Looks like the problem related to the 2nd way of moving the master role (with maintenance) appeared in the past: https://bugzilla.redhat.com/show_bug.cgi?id=1360456, https://bugzilla.redhat.com/show_bug.cgi?id=1298724
Shir, please share you recent findings regardings
(In reply to Tal Nisan from comment #2) > Shir, please share you recent findings regardings Reproduce on 4.3 as well: ovirt-engine-4.3.11.4-0.1.el7.noarch vdsm-4.30.50-1.el7ev.x86_64
Hi Shani, can you please explain Why is this on QA? Was the issue described in the description of this bug fixed? I can only find a patch which adds a validation for avoiding switching the master storage domain from/to gluster domains. So there is no a real fix here if i understand correctly. Just a WA.

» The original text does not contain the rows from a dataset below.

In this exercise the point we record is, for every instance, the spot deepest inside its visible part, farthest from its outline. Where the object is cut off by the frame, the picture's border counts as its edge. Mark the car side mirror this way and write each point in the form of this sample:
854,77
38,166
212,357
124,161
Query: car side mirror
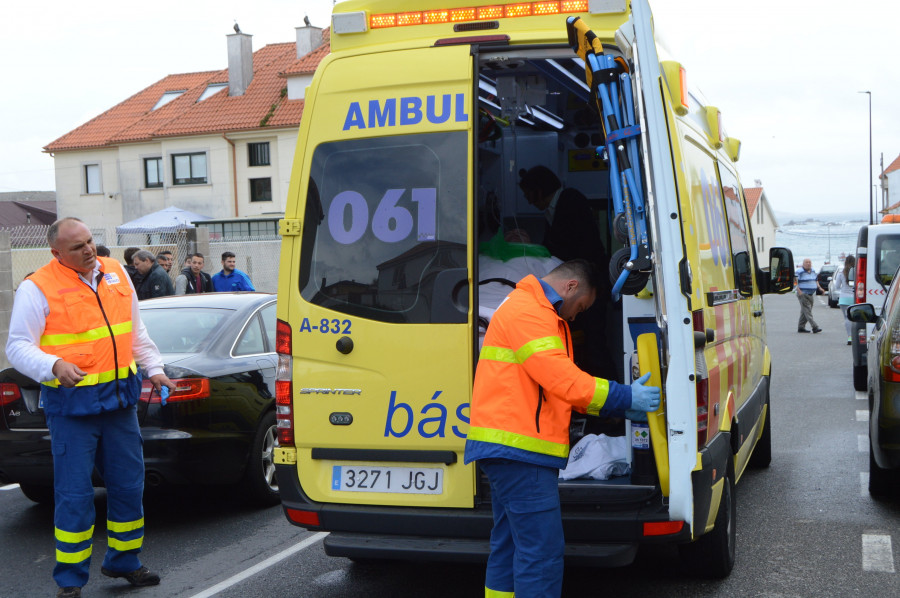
780,277
862,313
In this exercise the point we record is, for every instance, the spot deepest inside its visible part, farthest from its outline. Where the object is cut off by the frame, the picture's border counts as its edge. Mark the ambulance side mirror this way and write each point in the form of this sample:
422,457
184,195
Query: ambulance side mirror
780,277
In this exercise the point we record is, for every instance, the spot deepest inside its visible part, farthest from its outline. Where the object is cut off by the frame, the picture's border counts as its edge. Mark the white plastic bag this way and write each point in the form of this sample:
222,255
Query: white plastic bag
597,457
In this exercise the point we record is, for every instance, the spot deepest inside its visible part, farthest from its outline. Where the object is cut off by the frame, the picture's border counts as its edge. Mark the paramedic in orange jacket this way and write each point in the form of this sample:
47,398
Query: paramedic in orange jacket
526,387
76,329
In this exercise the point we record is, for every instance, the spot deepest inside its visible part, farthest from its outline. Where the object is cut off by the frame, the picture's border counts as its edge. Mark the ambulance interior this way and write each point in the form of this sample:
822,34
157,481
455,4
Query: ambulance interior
534,108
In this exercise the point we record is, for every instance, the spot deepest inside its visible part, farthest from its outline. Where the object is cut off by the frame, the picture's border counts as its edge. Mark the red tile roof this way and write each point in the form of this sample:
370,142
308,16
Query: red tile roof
263,104
753,195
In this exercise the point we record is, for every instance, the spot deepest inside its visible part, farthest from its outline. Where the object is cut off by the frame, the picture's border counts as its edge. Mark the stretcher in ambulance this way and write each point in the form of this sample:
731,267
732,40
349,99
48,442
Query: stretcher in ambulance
403,197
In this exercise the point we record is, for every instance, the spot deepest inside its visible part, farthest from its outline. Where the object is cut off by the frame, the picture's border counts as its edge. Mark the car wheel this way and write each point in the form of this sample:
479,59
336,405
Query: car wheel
712,555
42,495
880,480
260,481
860,377
762,453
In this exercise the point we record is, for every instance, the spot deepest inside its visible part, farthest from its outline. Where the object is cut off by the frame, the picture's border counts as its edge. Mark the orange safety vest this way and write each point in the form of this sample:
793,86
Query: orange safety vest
527,385
92,330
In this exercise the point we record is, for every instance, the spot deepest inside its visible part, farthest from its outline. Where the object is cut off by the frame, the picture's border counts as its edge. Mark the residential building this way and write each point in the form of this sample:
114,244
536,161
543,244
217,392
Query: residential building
218,143
762,219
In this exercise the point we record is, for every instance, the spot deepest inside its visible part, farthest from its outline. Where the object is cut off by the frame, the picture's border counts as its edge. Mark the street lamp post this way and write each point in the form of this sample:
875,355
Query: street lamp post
871,212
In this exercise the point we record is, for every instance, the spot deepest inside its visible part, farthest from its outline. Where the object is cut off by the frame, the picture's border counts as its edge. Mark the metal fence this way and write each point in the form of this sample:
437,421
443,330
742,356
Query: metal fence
255,255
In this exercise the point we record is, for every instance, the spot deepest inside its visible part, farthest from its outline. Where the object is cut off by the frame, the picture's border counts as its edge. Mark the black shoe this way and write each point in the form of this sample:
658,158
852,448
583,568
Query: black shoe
138,577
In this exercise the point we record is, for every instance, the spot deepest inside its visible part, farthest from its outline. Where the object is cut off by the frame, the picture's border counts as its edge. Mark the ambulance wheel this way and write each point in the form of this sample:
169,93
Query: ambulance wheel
635,281
712,555
42,495
881,481
620,228
259,480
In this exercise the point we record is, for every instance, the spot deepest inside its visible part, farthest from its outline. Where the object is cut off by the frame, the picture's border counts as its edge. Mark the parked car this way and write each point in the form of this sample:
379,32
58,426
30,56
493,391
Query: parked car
217,427
883,385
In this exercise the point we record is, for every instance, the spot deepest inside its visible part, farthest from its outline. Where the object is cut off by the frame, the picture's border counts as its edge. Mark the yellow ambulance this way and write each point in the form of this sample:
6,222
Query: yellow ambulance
405,225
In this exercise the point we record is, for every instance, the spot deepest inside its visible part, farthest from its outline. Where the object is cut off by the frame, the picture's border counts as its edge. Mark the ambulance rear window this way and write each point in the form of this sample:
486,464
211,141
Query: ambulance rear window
384,216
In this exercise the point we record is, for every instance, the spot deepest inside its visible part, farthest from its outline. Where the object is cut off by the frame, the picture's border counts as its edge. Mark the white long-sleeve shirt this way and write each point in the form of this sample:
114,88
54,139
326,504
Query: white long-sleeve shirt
29,318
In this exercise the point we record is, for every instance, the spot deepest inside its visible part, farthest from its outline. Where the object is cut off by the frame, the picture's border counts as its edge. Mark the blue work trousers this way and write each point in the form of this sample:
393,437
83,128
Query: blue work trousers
527,541
112,442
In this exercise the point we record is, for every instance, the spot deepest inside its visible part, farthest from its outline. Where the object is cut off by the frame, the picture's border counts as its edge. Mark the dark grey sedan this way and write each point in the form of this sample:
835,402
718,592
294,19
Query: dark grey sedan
217,427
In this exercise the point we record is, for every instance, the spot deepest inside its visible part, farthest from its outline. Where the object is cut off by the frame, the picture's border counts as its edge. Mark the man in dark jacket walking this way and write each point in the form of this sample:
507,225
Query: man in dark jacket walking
156,281
193,279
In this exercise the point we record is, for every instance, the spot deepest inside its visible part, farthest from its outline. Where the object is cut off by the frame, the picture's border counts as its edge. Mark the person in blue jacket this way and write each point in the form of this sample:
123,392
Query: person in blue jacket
230,278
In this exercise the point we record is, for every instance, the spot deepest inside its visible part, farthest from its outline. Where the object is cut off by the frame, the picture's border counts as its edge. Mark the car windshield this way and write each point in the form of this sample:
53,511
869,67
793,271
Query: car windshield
182,330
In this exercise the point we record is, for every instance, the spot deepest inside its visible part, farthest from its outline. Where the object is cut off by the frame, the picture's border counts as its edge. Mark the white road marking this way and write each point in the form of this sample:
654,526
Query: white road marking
877,553
260,566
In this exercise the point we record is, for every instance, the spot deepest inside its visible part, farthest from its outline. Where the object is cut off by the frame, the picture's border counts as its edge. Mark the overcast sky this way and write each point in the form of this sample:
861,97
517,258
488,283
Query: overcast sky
785,75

Until bug 1913764 will be fixed we've blocked switch master to and from Gluster domains, this block should be removed after the root cause is fixed
Moving to 'Verified'.
This bugzilla is included in oVirt 4.4.4 release, published on December 21st 2020. Since the problem described in this bug report should be resolved in oVirt 4.4.4 release, it has been closed with a resolution of CURRENT RELEASE. If the solution does not work for you, please open a new bug report.